Both animals are close cousins. While most people believe that elephants descended from mammoths, they were in fact cousins rather than descendants. Elephants and mammoths are both gentle herbivores with a long history of human interaction. Though males elephants sometimes fight to determine dominance, breeding rights, and territory they are generally peaceful creatures. It is likely that mammoths used their tusks in a similar fashion and that their behavior was similar. In this article, we’ll discuss all of the differences between elephants and mammoths, including why elephants have survived while mammoths went extinct.

Comparing Elephant vs Mammoth

Mastodon vs Mammoth

Wooly mammoths went extinct around 4,000 years ago.

©Dotted Yeti/

Elephants and mammoths are very similar creatures, and they even descended from the same ancestor long ago! However, they do have distinct differences—mainly due to the ways mammoths adapted to cooler environments. Before we dive in, let’s talk about the species of elephant alive today.

African Elephant: African elephants have large ears that help them dispel heat, two extensions from their trunks used for gripping, and dipped backs. There are two species of African elephants, the African bush elephant which is larger and lives on savannas and the African forest elephant which is smaller and lives in dense forest environments.

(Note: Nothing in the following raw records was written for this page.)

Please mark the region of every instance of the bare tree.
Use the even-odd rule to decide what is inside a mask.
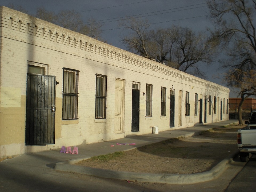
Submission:
[[[62,10],[57,14],[49,11],[44,8],[38,8],[35,17],[66,29],[78,32],[95,39],[100,38],[99,30],[103,25],[90,18],[84,22],[82,15],[74,10]],[[87,23],[86,24],[85,23]]]
[[[121,24],[131,33],[122,38],[122,41],[128,50],[141,56],[149,58],[151,46],[149,37],[149,25],[146,21],[132,18]]]
[[[208,5],[216,27],[212,39],[218,41],[228,56],[223,66],[256,69],[256,1],[229,0],[219,3],[211,0]]]
[[[47,11],[43,7],[38,8],[35,16],[44,21],[57,24],[57,16],[55,13]]]
[[[177,63],[176,69],[186,72],[193,69],[194,74],[203,75],[196,64],[200,62],[209,63],[214,53],[214,47],[202,33],[197,35],[187,27],[174,26],[169,30],[170,61]]]
[[[238,107],[238,121],[243,125],[242,109],[245,100],[251,95],[256,95],[256,70],[245,71],[238,69],[231,70],[225,74],[223,81],[229,86],[239,90],[241,101]]]
[[[215,28],[212,39],[217,41],[225,53],[223,67],[229,69],[226,82],[239,90],[241,98],[238,108],[239,123],[244,99],[255,95],[256,70],[256,1],[229,0],[219,3],[211,0],[208,5]]]
[[[196,64],[209,63],[213,47],[201,33],[197,35],[187,28],[150,30],[146,21],[133,18],[122,23],[129,33],[122,37],[128,49],[185,72],[203,77]],[[188,69],[189,68],[189,70]]]
[[[13,3],[11,3],[8,4],[8,7],[13,9],[15,9],[26,14],[29,14],[29,11],[20,5],[14,5]]]

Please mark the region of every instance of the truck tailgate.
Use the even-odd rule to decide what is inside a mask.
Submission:
[[[256,146],[256,130],[242,129],[241,131],[243,147]]]

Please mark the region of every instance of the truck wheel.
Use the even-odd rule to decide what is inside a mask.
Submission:
[[[247,162],[249,160],[249,153],[239,152],[240,160],[242,162]]]

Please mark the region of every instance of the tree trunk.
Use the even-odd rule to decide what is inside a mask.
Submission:
[[[238,107],[238,121],[239,124],[242,125],[243,125],[243,122],[242,118],[242,109],[243,108],[243,105],[245,101],[244,96],[243,93],[241,94],[241,101]]]

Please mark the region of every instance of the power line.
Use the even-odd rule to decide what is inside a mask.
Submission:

Asian Elephant: It’s still debated which elephant species is most closely related to mammoths, but many believe it may be the Asian elephant. These elephants have small ears, rounded backs, and just one extension from the trunk. Female Asian elephants do not have tusks. Asian elephants are an endangered species.

There were many mammoth species including the Wooly Mammoth, Pygmy Mammoth, and Steppe Mammoth. All of these species are now extinct.

Elephant Mammoth 
Status EndangeredExtinct
Habitat Africa, AsiaNorth America, Asia, Europe
Body Rounded or dipped backHumped back
TusksShorter tusks with 1-2 extensions; only male Asian elephants have tusksLong tusks with two extensions; both sexes had tusks
EarsAsian elephant ears are smaller, while African elephant ears are largerSmall ears
FurLittle furThick fur, sometimes with double coat

The 5 key Differences Between Mammoths and Elephants

Mastodon Vs Wooly Mammoth

The wooly mammoth was one of the last mammoths to emerge. A key difference between mammoths vs. elephants was their thick coat


1. Mammoths are Extinct

The major difference between these species is that only one is living. Mammoths went extinct around 4,000 years ago in large part thanks to a rapidly changing climate and hunting from humans spreading across the globe. Mammoths were adapted to an ice-age climate and they died out as their habitat dwindled as the world warmed.

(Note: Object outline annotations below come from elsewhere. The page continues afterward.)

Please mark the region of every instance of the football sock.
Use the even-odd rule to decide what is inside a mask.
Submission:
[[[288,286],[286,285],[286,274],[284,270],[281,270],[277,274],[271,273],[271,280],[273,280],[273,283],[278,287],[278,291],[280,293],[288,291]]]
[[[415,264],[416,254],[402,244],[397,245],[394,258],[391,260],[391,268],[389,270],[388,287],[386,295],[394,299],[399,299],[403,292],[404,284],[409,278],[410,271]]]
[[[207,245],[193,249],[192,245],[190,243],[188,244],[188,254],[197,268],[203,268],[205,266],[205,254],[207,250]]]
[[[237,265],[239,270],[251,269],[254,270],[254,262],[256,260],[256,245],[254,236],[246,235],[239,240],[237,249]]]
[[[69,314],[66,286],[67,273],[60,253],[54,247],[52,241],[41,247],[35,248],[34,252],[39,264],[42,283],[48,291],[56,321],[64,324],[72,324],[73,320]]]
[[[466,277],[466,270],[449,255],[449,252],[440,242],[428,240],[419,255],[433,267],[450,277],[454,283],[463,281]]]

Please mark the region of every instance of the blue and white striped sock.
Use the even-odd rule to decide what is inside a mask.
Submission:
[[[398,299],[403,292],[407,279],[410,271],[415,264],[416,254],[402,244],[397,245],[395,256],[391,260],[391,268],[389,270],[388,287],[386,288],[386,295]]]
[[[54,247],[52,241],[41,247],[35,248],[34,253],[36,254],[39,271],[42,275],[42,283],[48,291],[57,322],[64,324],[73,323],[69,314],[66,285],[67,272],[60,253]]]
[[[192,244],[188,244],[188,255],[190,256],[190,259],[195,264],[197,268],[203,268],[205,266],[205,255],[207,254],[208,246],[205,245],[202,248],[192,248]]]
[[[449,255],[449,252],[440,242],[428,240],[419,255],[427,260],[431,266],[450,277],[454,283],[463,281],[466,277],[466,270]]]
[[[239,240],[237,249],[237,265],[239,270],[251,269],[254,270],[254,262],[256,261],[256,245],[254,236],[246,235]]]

Elephants, and many other species, are at a similar risk of extinction today from the same problems: a warming climate and too much pressure from humans. This pressure comes from hunting and from loss of habitat that elephants can survive in.

Elephants are still alive today, although all species of elephants are threatened. Asian elephants are on the endangered species list while African bush elephants are endangered and African forest elephants are now critically endangered.

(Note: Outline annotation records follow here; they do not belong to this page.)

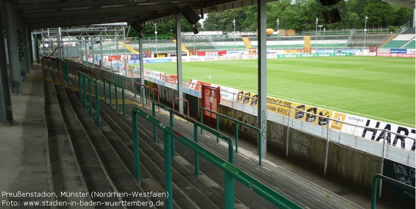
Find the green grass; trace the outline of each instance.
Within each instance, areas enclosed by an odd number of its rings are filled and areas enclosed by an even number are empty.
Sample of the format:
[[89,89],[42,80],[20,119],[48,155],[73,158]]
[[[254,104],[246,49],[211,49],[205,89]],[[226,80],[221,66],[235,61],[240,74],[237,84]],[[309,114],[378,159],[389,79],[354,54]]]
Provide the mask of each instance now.
[[[267,59],[267,94],[414,127],[415,61],[358,56]],[[144,67],[176,74],[174,62]],[[257,92],[257,60],[183,62],[184,80],[252,92]]]

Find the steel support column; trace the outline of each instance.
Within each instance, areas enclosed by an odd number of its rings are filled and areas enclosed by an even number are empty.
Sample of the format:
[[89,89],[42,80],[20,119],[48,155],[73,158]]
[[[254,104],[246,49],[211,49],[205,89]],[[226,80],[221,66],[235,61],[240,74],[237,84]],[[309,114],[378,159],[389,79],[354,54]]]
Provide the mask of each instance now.
[[101,56],[100,61],[101,61],[101,68],[104,68],[104,59],[102,58],[102,39],[101,37],[99,37],[99,55]]
[[26,56],[28,56],[28,53],[26,49],[25,22],[21,18],[20,13],[16,13],[15,15],[16,17],[16,34],[17,35],[17,48],[19,50],[19,61],[20,63],[20,71],[22,75],[22,79],[26,81],[27,80],[26,78],[26,74],[29,73],[29,68],[27,63],[26,63],[28,60],[26,58]]
[[20,73],[20,63],[19,61],[14,4],[13,0],[4,0],[3,3],[12,93],[21,93],[22,76]]
[[[140,63],[140,84],[144,85],[144,67],[143,66],[143,38],[139,38],[139,53],[140,54],[140,60],[139,60]],[[140,91],[141,91],[141,87],[140,87]],[[141,92],[141,91],[140,91]],[[143,97],[143,95],[140,96]]]
[[30,68],[33,65],[33,47],[32,42],[33,41],[32,32],[29,26],[26,25],[26,42],[27,43],[28,47],[28,63],[29,64],[29,67]]
[[25,24],[24,20],[22,20],[21,27],[23,30],[22,33],[22,37],[25,43],[23,52],[25,53],[24,57],[25,59],[25,62],[26,63],[26,73],[30,73],[29,69],[31,68],[32,62],[32,60],[31,59],[31,46],[30,45],[30,42],[29,42],[30,32],[28,32],[29,31],[29,27],[27,25]]
[[[1,6],[1,4],[0,4]],[[0,29],[4,29],[3,14],[0,9]],[[13,119],[10,98],[10,81],[7,73],[6,45],[4,43],[4,33],[0,32],[0,123]]]
[[258,1],[257,7],[257,27],[258,29],[258,105],[257,113],[258,127],[261,130],[261,156],[266,159],[267,150],[266,130],[267,109],[266,108],[267,96],[267,69],[266,68],[266,1]]
[[[178,73],[178,91],[179,92],[179,98],[183,99],[184,95],[182,89],[182,37],[181,36],[181,18],[180,14],[176,15],[176,66]],[[184,114],[183,101],[179,100],[179,113]]]
[[[94,38],[93,39],[94,40]],[[96,67],[95,58],[94,58],[94,41],[91,41],[91,57],[93,57],[93,67]]]
[[[85,39],[85,40],[87,40],[87,38]],[[86,60],[85,62],[84,62],[84,64],[88,64],[88,42],[86,42],[84,43],[85,44],[85,60]],[[84,58],[83,58],[83,59]]]

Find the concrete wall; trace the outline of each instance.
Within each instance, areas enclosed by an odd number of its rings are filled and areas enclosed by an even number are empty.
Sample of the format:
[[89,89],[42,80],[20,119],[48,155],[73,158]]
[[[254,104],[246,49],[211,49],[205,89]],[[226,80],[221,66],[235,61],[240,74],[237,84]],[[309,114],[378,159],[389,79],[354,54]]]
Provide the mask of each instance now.
[[[81,65],[71,60],[66,61],[68,63],[70,73],[73,73],[73,70]],[[55,64],[52,61],[48,64]],[[91,67],[85,67],[96,72],[100,79],[104,77],[109,79],[112,77],[112,74],[110,72]],[[131,82],[131,80],[129,82]],[[149,87],[159,90],[160,103],[167,107],[172,107],[173,98],[178,97],[177,90],[150,82],[146,83]],[[191,101],[190,112],[191,115],[198,117],[201,99],[187,94],[184,95],[185,98],[189,97]],[[220,114],[257,127],[257,117],[256,116],[221,105],[219,105],[218,109]],[[184,111],[186,112],[186,109]],[[220,118],[219,121],[220,128],[227,130],[230,135],[235,134],[233,122],[222,117]],[[324,174],[326,140],[293,128],[289,129],[288,138],[287,126],[269,120],[267,121],[267,131],[268,151],[272,151],[306,168]],[[240,140],[244,139],[253,144],[257,144],[257,132],[254,129],[240,125],[238,131]],[[288,155],[287,157],[288,143]],[[345,185],[370,194],[373,177],[380,173],[381,158],[333,143],[329,143],[329,148],[326,175]]]
[[[257,127],[257,117],[220,105],[218,112]],[[220,118],[220,128],[235,134],[234,124]],[[239,139],[257,144],[257,132],[239,125]],[[288,126],[267,120],[267,150],[324,174],[326,141]],[[286,146],[288,142],[288,156]],[[362,153],[344,146],[329,143],[326,176],[345,185],[371,194],[373,177],[380,173],[381,158]]]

It’s so important to keep the elephants left today alive, or this entire order of animals will be gone from our Earth for good.

2. Mammoths had Bigger Tusks

Mammoths were heavier than elephants, with much longer tusks. Their tusks were more curved and twisted than elephant tusks and could grow up to 16 feet long. In comparison, the longest-ever elephant tusks were 11 feet and 7 inches in length.

Another important variation exists only in Asian elephants: the females do not have tusks at all. Both sexes of mammoths had tusks as do African elephants. These are mainly used for defense, though males also use them in dominance fights.

When it comes to their trunks, both African elephants and mammoths have (or had) two extensions from the tips of their trunk that are (or were) used for gripping. Asian elephants have only one. These prehensile extensions are very sensitive and capable of fine motor skills. Elephants use these extensions the way humans use their hands.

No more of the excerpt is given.